Votre épouse a sans doute adopté la pratique positive des femmes juives consistant à donner de la Tsédaka pour Rabbi Meïr Baal Haness(2), chaque fois qu’elle allume les bougies, à la veille du Chabbat et des fêtes. Vous devez également lui demander de se couvrir scrupuleusement la tête.
Si vous respectez tout cela l’un et l’autre, j’ai bon espoir que vous m’annoncerez bientôt une bonne nouvelle, le fait que votre épouse attend un enfant, de sorte que je puisse en faire part, près du tombeau de mon beau-père, le Rabbi.
Avec ma bénédiction, à vous et à votre épouse, pour une fête de Chavouot joyeuse et pour m’annoncer de bonnes nouvelles,
Notes
(1) Méa Chearim, page 38a et Séfer Hamaamarim Haketsarim, pages 460à 462. Voir aussi les lettres n°1244, 1387 et 1686. (2) Celle du Collel ‘Habad, de Jérusalem, qui en porte le nom.
Lettre n°1577
Iguerot Kodesh du Rabbi de Loubavitch — lettre n°1577, traduction française
Par la grâce de Dieu ב'ה,
24 Iyar 5712,
Brooklyn,
Je vous salue et vous bénis,
J’ai été peiné d’apprendre qu’en enseignant la ‘Hassidout à la Yechiva Loubavitch, vous marquez des différences entre les élèves. Vous en avez renvoyé certains de votre cours et il en est d’autres auxquels vous ne vous intéressez pas.
J’en suis particulièrement surpris. Comment pouvez-vous faire pareille chose? Qui d’entre nous peut s’arroger le droit de renvoyer un garçon ou un jeune homme d’un cours de Tanya ou de ‘Hassidout?
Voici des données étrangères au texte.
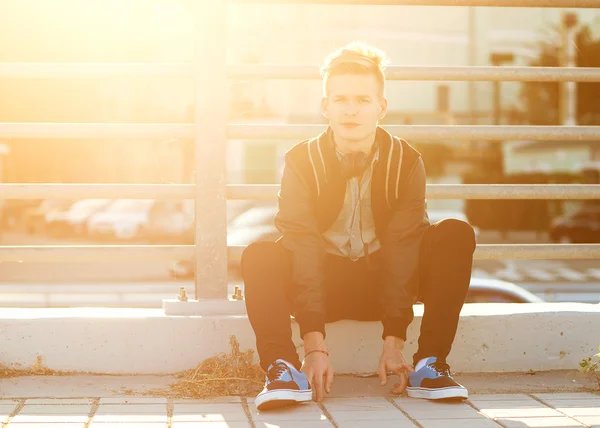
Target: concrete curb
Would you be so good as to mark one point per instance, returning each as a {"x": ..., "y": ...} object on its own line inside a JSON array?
[{"x": 490, "y": 338}]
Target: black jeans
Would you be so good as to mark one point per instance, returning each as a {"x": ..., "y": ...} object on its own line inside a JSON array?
[{"x": 446, "y": 258}]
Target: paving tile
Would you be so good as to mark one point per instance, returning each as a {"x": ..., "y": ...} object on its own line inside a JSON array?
[
  {"x": 131, "y": 413},
  {"x": 539, "y": 422},
  {"x": 377, "y": 423},
  {"x": 52, "y": 425},
  {"x": 591, "y": 421},
  {"x": 226, "y": 399},
  {"x": 209, "y": 412},
  {"x": 468, "y": 413},
  {"x": 499, "y": 404},
  {"x": 52, "y": 414},
  {"x": 292, "y": 424},
  {"x": 133, "y": 400},
  {"x": 303, "y": 412},
  {"x": 523, "y": 412},
  {"x": 586, "y": 402},
  {"x": 353, "y": 404},
  {"x": 481, "y": 422},
  {"x": 498, "y": 397},
  {"x": 122, "y": 425},
  {"x": 515, "y": 409},
  {"x": 566, "y": 396},
  {"x": 580, "y": 410},
  {"x": 360, "y": 415},
  {"x": 210, "y": 425},
  {"x": 57, "y": 401},
  {"x": 184, "y": 408}
]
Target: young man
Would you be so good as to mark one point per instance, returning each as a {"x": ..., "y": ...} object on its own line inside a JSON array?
[{"x": 356, "y": 244}]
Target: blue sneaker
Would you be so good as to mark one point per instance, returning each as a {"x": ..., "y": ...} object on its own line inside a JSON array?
[
  {"x": 432, "y": 380},
  {"x": 284, "y": 385}
]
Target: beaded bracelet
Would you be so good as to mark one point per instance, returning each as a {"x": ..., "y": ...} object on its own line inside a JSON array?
[{"x": 316, "y": 350}]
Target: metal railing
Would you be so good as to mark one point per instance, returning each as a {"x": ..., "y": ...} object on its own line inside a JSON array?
[{"x": 211, "y": 130}]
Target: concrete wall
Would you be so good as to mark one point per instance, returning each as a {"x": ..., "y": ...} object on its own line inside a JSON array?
[{"x": 490, "y": 338}]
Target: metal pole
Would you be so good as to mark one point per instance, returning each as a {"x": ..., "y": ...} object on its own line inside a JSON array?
[
  {"x": 210, "y": 123},
  {"x": 497, "y": 104},
  {"x": 569, "y": 110},
  {"x": 472, "y": 62}
]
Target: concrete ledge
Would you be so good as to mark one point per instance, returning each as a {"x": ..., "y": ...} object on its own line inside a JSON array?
[{"x": 491, "y": 338}]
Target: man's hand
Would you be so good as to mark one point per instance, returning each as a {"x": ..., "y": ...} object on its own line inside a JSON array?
[
  {"x": 317, "y": 366},
  {"x": 393, "y": 361}
]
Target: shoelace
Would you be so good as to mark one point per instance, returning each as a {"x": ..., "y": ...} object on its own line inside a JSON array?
[
  {"x": 441, "y": 368},
  {"x": 276, "y": 371}
]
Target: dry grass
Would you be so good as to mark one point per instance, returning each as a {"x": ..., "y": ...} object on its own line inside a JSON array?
[
  {"x": 36, "y": 369},
  {"x": 232, "y": 374}
]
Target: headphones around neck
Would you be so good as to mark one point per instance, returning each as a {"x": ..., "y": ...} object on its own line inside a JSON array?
[{"x": 355, "y": 164}]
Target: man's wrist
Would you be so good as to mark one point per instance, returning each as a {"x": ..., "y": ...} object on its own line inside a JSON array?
[
  {"x": 393, "y": 342},
  {"x": 314, "y": 340}
]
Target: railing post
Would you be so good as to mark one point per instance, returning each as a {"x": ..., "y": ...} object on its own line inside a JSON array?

Bien au contraire, chacun de nous doit s’efforcer d’attirer quiconque peut y prendre part, même de manière imparfaite et lui donner accès à l’enseignement le plus large.
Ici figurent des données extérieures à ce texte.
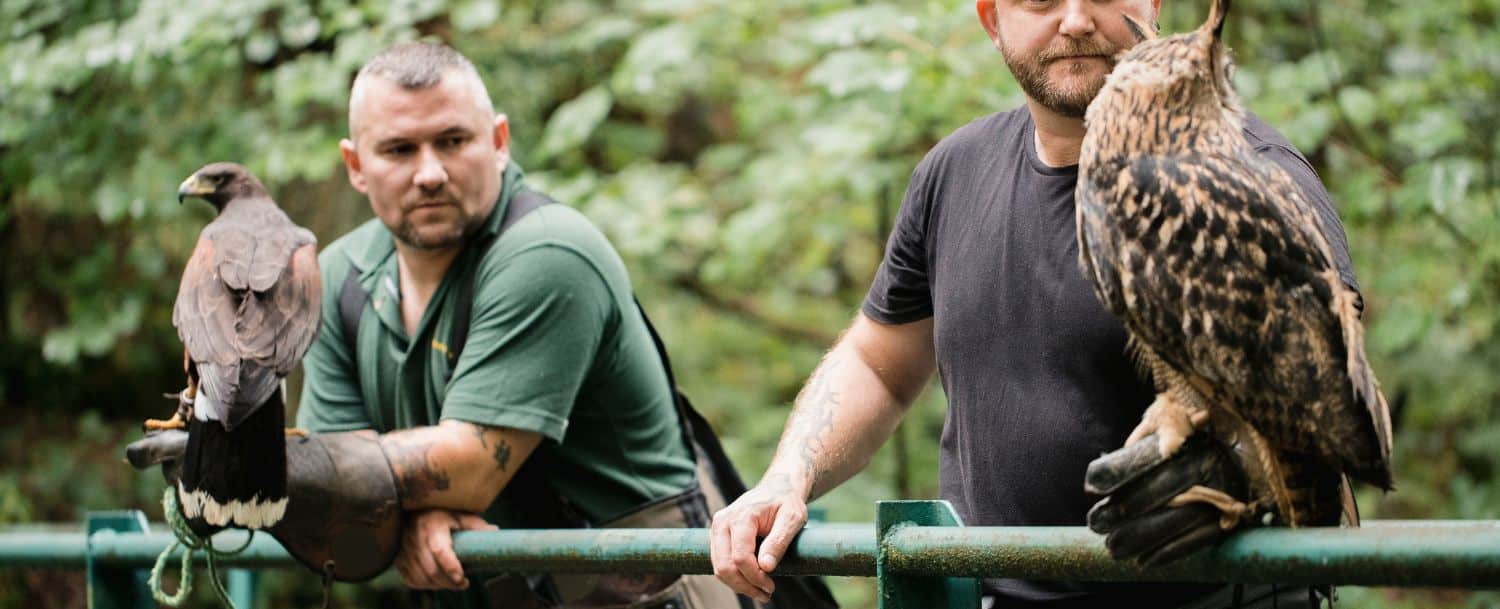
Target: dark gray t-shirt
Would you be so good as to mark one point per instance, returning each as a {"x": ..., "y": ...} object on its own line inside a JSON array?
[{"x": 1035, "y": 369}]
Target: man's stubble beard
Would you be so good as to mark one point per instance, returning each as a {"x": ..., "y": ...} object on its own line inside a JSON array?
[
  {"x": 1031, "y": 74},
  {"x": 467, "y": 227}
]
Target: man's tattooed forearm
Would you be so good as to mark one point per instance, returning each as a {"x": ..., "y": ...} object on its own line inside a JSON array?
[{"x": 813, "y": 416}]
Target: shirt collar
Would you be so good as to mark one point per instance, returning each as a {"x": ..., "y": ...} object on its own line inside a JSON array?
[{"x": 383, "y": 245}]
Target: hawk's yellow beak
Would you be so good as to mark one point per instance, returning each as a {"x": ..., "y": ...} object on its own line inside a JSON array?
[{"x": 194, "y": 186}]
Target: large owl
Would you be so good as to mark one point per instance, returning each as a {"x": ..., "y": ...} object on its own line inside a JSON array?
[{"x": 1223, "y": 275}]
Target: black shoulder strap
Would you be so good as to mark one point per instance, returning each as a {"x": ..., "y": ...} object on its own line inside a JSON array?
[
  {"x": 353, "y": 296},
  {"x": 696, "y": 431},
  {"x": 351, "y": 306}
]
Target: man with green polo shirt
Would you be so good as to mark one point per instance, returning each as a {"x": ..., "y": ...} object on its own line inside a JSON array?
[{"x": 557, "y": 368}]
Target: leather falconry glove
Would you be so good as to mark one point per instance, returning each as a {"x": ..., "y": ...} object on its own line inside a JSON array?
[
  {"x": 342, "y": 500},
  {"x": 1137, "y": 516},
  {"x": 1157, "y": 510}
]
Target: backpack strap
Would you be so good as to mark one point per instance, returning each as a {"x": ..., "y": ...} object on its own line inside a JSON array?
[{"x": 522, "y": 203}]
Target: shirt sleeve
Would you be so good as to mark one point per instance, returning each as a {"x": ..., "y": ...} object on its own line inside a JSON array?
[
  {"x": 900, "y": 291},
  {"x": 537, "y": 323},
  {"x": 330, "y": 387},
  {"x": 1311, "y": 186}
]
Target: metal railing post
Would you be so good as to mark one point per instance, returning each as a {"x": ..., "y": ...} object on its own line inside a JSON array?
[
  {"x": 903, "y": 591},
  {"x": 242, "y": 587},
  {"x": 113, "y": 587}
]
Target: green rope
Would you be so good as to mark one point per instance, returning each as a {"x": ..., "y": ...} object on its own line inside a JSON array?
[{"x": 191, "y": 543}]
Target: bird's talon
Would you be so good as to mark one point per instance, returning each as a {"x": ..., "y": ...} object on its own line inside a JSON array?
[{"x": 158, "y": 425}]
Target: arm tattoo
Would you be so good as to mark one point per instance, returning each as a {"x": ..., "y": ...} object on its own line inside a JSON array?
[
  {"x": 813, "y": 417},
  {"x": 503, "y": 453},
  {"x": 414, "y": 473}
]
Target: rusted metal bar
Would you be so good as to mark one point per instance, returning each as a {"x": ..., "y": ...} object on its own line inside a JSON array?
[
  {"x": 824, "y": 549},
  {"x": 1463, "y": 554}
]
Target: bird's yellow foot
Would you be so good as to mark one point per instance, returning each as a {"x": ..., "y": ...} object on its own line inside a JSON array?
[
  {"x": 171, "y": 423},
  {"x": 1170, "y": 420},
  {"x": 1232, "y": 509}
]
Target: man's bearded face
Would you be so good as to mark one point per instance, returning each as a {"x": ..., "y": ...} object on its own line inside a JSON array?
[{"x": 1065, "y": 75}]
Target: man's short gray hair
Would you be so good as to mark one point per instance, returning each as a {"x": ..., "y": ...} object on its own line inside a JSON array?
[{"x": 414, "y": 66}]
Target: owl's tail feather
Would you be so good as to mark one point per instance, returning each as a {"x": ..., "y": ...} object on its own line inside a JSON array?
[{"x": 236, "y": 477}]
Différentes causeries rapportent que, depuis le Baal Chem Tov, on se dirige vers celui qui doit recevoir, à la différence de ce qui est pratiqué dans d’autres cercles. Bien évidemment, ce déplacement n’est pas seulement physique. Il implique aussi de quitter son propre niveau, de se rapprocher, de trouver les mots qui conviennent à l’auditoire qui, pour l’heure, ne se trouve pas encore à ce niveau.
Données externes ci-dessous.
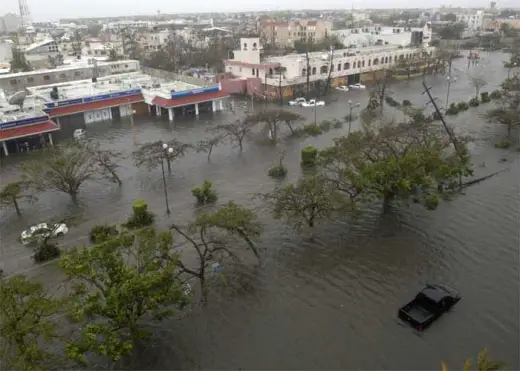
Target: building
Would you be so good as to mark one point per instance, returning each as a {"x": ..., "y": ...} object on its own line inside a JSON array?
[
  {"x": 77, "y": 104},
  {"x": 286, "y": 33},
  {"x": 38, "y": 54},
  {"x": 288, "y": 74},
  {"x": 10, "y": 22},
  {"x": 13, "y": 82}
]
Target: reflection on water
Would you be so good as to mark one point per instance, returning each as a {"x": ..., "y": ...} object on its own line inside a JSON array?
[{"x": 328, "y": 302}]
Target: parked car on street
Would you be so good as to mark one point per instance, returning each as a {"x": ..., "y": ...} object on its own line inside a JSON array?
[
  {"x": 313, "y": 102},
  {"x": 428, "y": 305},
  {"x": 297, "y": 102},
  {"x": 357, "y": 86},
  {"x": 43, "y": 230}
]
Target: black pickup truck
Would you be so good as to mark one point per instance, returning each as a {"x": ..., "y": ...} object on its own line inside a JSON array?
[{"x": 428, "y": 305}]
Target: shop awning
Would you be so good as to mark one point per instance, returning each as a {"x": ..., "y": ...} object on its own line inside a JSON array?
[
  {"x": 192, "y": 99},
  {"x": 28, "y": 130}
]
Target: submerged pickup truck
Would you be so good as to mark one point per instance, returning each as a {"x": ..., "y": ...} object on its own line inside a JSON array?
[{"x": 428, "y": 305}]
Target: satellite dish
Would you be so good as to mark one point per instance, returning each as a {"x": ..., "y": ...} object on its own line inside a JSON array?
[{"x": 17, "y": 99}]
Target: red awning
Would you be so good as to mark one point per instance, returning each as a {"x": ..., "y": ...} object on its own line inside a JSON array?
[
  {"x": 25, "y": 131},
  {"x": 91, "y": 106},
  {"x": 192, "y": 99}
]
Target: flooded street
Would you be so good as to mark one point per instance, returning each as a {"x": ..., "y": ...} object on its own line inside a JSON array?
[{"x": 329, "y": 302}]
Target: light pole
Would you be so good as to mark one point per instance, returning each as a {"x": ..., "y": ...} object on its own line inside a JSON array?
[
  {"x": 450, "y": 81},
  {"x": 512, "y": 65},
  {"x": 351, "y": 107},
  {"x": 166, "y": 150}
]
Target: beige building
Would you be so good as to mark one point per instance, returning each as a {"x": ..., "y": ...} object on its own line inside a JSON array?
[{"x": 286, "y": 33}]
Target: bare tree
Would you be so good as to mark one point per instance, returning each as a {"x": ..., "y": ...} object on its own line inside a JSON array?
[
  {"x": 478, "y": 81},
  {"x": 236, "y": 131},
  {"x": 150, "y": 155},
  {"x": 207, "y": 145}
]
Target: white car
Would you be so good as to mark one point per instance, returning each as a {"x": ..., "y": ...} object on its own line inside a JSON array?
[
  {"x": 357, "y": 86},
  {"x": 43, "y": 230},
  {"x": 313, "y": 102},
  {"x": 297, "y": 102}
]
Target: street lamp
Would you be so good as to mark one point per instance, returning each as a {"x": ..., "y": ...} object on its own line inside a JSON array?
[
  {"x": 351, "y": 106},
  {"x": 450, "y": 81},
  {"x": 166, "y": 150}
]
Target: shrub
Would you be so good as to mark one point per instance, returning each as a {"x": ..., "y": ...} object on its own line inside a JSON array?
[
  {"x": 473, "y": 102},
  {"x": 496, "y": 94},
  {"x": 452, "y": 109},
  {"x": 46, "y": 251},
  {"x": 205, "y": 194},
  {"x": 312, "y": 130},
  {"x": 325, "y": 125},
  {"x": 277, "y": 171},
  {"x": 504, "y": 144},
  {"x": 101, "y": 233},
  {"x": 309, "y": 154},
  {"x": 392, "y": 102},
  {"x": 140, "y": 217},
  {"x": 462, "y": 106}
]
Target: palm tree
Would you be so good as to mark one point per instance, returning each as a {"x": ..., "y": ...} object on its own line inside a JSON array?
[{"x": 483, "y": 363}]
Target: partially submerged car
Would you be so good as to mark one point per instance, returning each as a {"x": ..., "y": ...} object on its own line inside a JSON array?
[
  {"x": 313, "y": 102},
  {"x": 428, "y": 305},
  {"x": 43, "y": 230},
  {"x": 297, "y": 102}
]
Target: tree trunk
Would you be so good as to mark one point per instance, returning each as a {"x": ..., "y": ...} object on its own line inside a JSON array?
[
  {"x": 16, "y": 206},
  {"x": 74, "y": 196}
]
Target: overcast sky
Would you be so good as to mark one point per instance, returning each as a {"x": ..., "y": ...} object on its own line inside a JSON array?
[{"x": 42, "y": 10}]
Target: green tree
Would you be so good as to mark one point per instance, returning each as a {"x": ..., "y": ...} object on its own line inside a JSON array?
[
  {"x": 483, "y": 363},
  {"x": 117, "y": 286},
  {"x": 214, "y": 236},
  {"x": 65, "y": 169},
  {"x": 26, "y": 325},
  {"x": 396, "y": 161},
  {"x": 14, "y": 192},
  {"x": 305, "y": 203}
]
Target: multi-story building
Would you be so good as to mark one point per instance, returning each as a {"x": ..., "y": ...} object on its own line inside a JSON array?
[
  {"x": 286, "y": 33},
  {"x": 287, "y": 75}
]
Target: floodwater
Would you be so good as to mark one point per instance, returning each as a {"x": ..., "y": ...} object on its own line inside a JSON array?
[{"x": 329, "y": 302}]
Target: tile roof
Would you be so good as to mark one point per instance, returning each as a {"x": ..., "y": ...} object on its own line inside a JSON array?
[
  {"x": 182, "y": 101},
  {"x": 25, "y": 131},
  {"x": 84, "y": 107}
]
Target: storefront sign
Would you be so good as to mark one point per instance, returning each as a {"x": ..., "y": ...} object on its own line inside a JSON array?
[
  {"x": 189, "y": 93},
  {"x": 95, "y": 98},
  {"x": 29, "y": 121}
]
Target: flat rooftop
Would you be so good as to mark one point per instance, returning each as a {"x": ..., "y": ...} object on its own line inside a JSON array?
[{"x": 110, "y": 84}]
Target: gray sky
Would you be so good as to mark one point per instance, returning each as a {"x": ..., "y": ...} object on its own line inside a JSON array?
[{"x": 54, "y": 9}]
Il m’est difficile d’en dire plus, mais tout cela est douloureux. J’ai bon espoir que vous ferez évoluer la situation, dans toute la mesure du possible. Même s’il y a la moindre chance qu’un élève puisse bénéficier d’un cours de ‘Hassidout ou de Tanya, il faut qu’il y participe. Et, l’on doit rechercher son bien, s’enquérir de sa situation.
En conséquence, les causeries et les fascicules que l’on enseigne doivent être choisis en fonction de ce que peuvent comprendre ces élèves, dont la logique n’est, pour l’heure, pas très développée.